Bu genel kabulün dışında çocuklarımız, geleceklerini etkileyen kimi olumsuz davranışlarla da yüz yüze kalabiliyor. Bu olumsuzlukların başında özellikle zehirleyen ebeveyn davranışları veya toksik ebeveyn davranışları dediğimiz olumsuz ebeveyn davranışlarına da şahit oluyoruz!
Özellikle içinden geçmekte olduğumuz pandemi dönemi bu konuyu yeniden gündemin baş sıralarına getirmiş durumda. Pandemi döneminde deneyimlenen uzaktan eğitim süreci ve sonrasında yaşanan bir dönemlik yüz yüze eğitim süreci çocukların bu tür tehlikelerle de karşı karşıya olduğunu ortaya koydu.
Bu dönemde hem uzaktan eğitimin yarattığı gerilimler, hem de ebeveynlerin çocuklarıyla daha çok ilgilenmek zorunda kalmaları zehirli ebeveyn davranışlarının da gün yüzüne çıkmasına neden oldu.

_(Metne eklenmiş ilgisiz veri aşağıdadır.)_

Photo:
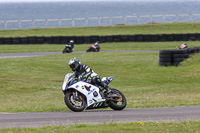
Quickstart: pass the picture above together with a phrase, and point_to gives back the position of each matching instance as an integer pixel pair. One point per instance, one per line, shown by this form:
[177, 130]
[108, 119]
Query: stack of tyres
[165, 58]
[179, 56]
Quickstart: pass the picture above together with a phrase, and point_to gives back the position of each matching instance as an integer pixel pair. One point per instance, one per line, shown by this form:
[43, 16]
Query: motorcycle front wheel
[118, 103]
[74, 104]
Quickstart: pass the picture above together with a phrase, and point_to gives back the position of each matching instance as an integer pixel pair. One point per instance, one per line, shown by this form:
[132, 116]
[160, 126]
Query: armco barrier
[101, 39]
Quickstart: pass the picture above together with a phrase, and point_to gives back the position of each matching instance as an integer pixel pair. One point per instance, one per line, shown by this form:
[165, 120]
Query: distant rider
[71, 43]
[83, 71]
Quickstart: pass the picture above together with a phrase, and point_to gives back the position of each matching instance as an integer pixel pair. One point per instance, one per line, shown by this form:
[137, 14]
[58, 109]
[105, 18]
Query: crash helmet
[74, 63]
[96, 43]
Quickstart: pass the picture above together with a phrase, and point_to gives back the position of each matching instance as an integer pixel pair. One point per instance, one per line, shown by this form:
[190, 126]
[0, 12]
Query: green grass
[34, 84]
[104, 46]
[137, 127]
[107, 30]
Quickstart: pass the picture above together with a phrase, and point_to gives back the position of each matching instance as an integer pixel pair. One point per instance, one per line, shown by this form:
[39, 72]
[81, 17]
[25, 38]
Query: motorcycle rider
[82, 71]
[96, 46]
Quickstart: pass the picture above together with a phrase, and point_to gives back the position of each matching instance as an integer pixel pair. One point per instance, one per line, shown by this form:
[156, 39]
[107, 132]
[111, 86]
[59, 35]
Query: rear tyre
[74, 105]
[117, 103]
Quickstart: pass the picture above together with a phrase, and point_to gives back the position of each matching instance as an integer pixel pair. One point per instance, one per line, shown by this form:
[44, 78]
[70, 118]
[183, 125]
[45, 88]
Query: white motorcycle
[80, 95]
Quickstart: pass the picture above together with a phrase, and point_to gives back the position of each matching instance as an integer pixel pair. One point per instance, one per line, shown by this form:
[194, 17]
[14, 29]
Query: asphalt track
[40, 119]
[36, 120]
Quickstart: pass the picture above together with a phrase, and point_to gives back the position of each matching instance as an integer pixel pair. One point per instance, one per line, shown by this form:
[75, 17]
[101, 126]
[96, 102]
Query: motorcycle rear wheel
[73, 104]
[117, 103]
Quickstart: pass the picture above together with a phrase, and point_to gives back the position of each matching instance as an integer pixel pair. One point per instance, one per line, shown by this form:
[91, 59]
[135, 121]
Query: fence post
[163, 18]
[86, 22]
[46, 22]
[99, 21]
[125, 20]
[33, 24]
[5, 24]
[190, 16]
[151, 19]
[59, 23]
[72, 22]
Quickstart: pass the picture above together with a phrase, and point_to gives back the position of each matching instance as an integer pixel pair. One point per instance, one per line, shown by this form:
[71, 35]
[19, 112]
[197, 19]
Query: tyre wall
[174, 57]
[102, 39]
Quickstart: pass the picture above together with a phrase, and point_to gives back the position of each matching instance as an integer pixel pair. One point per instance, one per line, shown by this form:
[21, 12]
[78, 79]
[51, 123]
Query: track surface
[33, 54]
[169, 114]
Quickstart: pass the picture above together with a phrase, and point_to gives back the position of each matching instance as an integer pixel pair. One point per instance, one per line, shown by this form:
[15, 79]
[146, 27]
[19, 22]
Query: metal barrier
[101, 21]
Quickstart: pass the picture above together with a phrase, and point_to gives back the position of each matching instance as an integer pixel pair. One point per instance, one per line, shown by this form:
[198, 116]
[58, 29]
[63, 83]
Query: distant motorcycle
[68, 49]
[94, 48]
[80, 95]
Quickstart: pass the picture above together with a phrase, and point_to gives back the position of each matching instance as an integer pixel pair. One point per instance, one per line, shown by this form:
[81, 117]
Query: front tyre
[117, 103]
[74, 105]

Neler mi yaşandı bu süreçte?
İşte bazı örnekler;
-İlki, birçok veli, çocuğunun ekran karşısında daha fazla performans göstermesi ve derslere daha fazla katılması için sevgisini kullandı, bu şartlar yerine gelmezse onu daha az seveceğini, ya da başarılı olunca daha fazlan sevgi vereceğini çocuklarına hissettirdi, gösterdi. Oysa sevgi koşulsuzdur, üzerinde pazarlık edilecek bir duygu, bir kavram değildir.
-İkincisi, kendileri mükemmelmiş gibi çocuklarının da mükemmel olmasını, her konuda kusursuz olmalarını bekledi, onları zorladı, yordu. Çocuklar bu süreçte gerçekten çok zorlandı. Psikolojileri kalıcı darbeler aldı.
-Üçüncüsü, kimi evhamlı ebeveynler, çocuklara özgürlük alanı tanımadı, her şeylerini kontrol etti, bağımsız çalışma alışkanlığı kazanmalarını engelledi, sürekli ekran başında çocuklarla birlikte oldu.
-Dördüncüsü, kimi veliler, çocukları için saçlarını süpürge ettiklerini, onlar için nelere katlandıklarını ve fedakârca birçok şeyden vazgeçtiklerini, onların da yanında defalarca anlattı. Sanki ebeveynlik fedakârlık değilmiş gibi!
-Beşincisi, sanki çocuklar bilerek ve isteyerek gereken performansı göstermiyormuş gibi kimi veliler çocuklarının performanslarına göre onlara darıldı, küstü! İletişimi kesti! Çocuklarla iletişimi bir silah gibi kullandı.
-Altıncısı, kimi veliler çocukların yapması gereken ödev ve ek çalışmaları onların yerine kendileri yaptı. Onlara yanlış yapma ve doğruyu bulma şansını çok az verdi.
-Yedincisi, kimi veliler çocuklarının, kendi istedikleri başarıyı yakalayamadığında, onları küçümsedi, şaka yollu “Beceriksiz, tembel vb.” ifadeler bile kullandı. Onları aşağıladı ve kişiliklerinde kalıcı yaralar açılmasına neden oldu.
Bu tür olumsuz davranışlar yüzü yüze eğitim sürecinde de devam etti, ediyor. Bu süreçte sınıf öğretmenleri ve rehber öğretmenlere düşen görev, velilere bu tür konularda rehberlik etmeleri, onlardaki bu tür davranışların en aza indirilmesine yardımcı olmalarıdır.